In the Pleasant Summer morning

Warmed by the early sun yet still damp from the dew, the earth sigher with every step the boy took. Muncie had been walking for hours and he knew the scouts would be looking for him soon. The woods were new to him but he walked with ease. Arm stretch outwards phone in hand Muncie swiveled left and right hoping for a signal. No bars, no WiFi, all his phone gave him was the spinning pinwheel of death.
Muncie had studied the sun-faded regional map at Camp Obiwaja. He knew the camp’s road met the highway. H e remembered a bus top and a tiny gas station. Camping had been Mom’s idea. She had cajoled him and promised he would make friends. Muncie refused. She had argued and insisted he try new things. Muncie turned silent. Finally Mom had gotten teary and said “Billy, please” in that voice and Muncie got on the green school bus with bright blue lettering.
The drive to the church parking lot felt like forever. A balloon had swelled in his chest. Driving away with the busload of boys the balloon had grown and grown. Halfway to Camp Obiwaja, the balloon popped and his morning’s brown sugar maple oatmeal spewed over the bus’s backseat. The camp counselors quelled the teasing but Muncie knew that night when lights were out the boys would show the wolves behind their smiling faces. And they did.

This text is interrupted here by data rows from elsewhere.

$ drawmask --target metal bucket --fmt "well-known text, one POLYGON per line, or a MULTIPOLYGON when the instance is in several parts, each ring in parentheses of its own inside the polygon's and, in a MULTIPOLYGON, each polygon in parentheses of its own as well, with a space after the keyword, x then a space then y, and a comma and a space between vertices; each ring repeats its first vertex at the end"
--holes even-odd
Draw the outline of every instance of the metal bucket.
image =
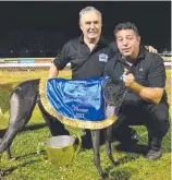
POLYGON ((74 157, 81 148, 81 137, 78 146, 74 147, 75 139, 70 135, 58 135, 45 141, 46 152, 49 161, 56 167, 65 167, 72 164, 74 157))

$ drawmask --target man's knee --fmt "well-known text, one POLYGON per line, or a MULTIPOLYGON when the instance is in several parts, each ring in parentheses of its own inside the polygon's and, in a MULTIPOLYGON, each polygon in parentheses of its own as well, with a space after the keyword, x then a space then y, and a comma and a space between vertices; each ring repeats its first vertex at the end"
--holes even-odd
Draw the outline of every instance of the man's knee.
POLYGON ((148 116, 151 127, 155 127, 157 132, 164 136, 170 128, 169 107, 165 104, 155 105, 148 110, 148 116))

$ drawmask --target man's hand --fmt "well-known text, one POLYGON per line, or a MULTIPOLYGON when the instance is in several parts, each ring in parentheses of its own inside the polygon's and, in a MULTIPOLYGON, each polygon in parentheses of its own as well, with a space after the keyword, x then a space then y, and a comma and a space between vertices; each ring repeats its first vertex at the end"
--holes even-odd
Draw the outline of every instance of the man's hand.
POLYGON ((145 46, 145 48, 146 48, 149 52, 158 53, 158 50, 155 49, 152 46, 145 46))
POLYGON ((124 73, 123 73, 123 76, 124 76, 123 81, 124 81, 126 87, 131 86, 131 84, 133 82, 135 82, 135 77, 132 73, 126 75, 127 71, 128 70, 124 69, 124 73))

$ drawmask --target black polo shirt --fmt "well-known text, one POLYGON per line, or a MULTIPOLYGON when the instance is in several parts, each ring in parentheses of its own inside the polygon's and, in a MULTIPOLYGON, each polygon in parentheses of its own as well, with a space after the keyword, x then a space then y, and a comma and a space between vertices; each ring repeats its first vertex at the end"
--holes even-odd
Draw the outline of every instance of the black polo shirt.
MULTIPOLYGON (((124 68, 134 74, 135 81, 146 87, 164 87, 165 86, 165 67, 163 59, 158 53, 148 52, 140 47, 139 55, 133 65, 128 64, 121 56, 116 53, 108 61, 105 68, 105 75, 112 79, 113 83, 122 83, 121 76, 124 68)), ((128 92, 132 92, 127 88, 128 92)), ((167 93, 164 91, 162 100, 167 101, 167 93)))
POLYGON ((53 63, 58 70, 63 70, 70 62, 72 79, 100 77, 103 75, 106 62, 113 56, 113 49, 102 37, 90 52, 81 36, 67 41, 53 63))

At eleven years old, Muncie had skipped a few grades and missed learning how to fit in. No biggie, he accepted it. What he couldn’t accept was camp sing songs hellfire. Muncie couldn’t take endless stories around the fire. He couldn’t take the forced marches called hikes. And he couldn’t take team building exercises with mini marshmallows and dried spaghetti. A half-finished dreamcatcher of shame was stuffed into his backpack. Muncie picked up speed. The ocean sound of the highway greeted him.
The spinning pinwheel stopped and his phone sprang to life. First he sent his location to his mom with a carefully considered text designed to get her racing to pick him up. Sweat dripped off his forehead and smarted his eyes. That is when Muncie saw it. Two feet tall, covered in silky greenish tan hair, a doggish snout and large protruding ears, it blinked out at Muncie from beneath a feathery bush. That balloon rose in his chest. Muncie swallowed it down. The air was sweet and reminded him of rain.
Muncie lived by research. He had studied the terrain, survival skills, escape plans, and local legends. This was a pukwudja, a North American troll thing, dangerous and tricky. He knew where there was one there were more. His brain ramped up as his steps grew deliberate. His mom was blowing up his phone with texts. Muncie Googled and scrolled.
“By the shore of Gitche Gumee,
By the shining Big-Sea-Water,
At the doorway of his wigwam,
In the pleasant Summer morning”
Tilting its head in time to Longfellow’s verse, the creature seemed lulled. With the weight of a dozen hidden eyes on him, Muncie walked out of the woods towards home.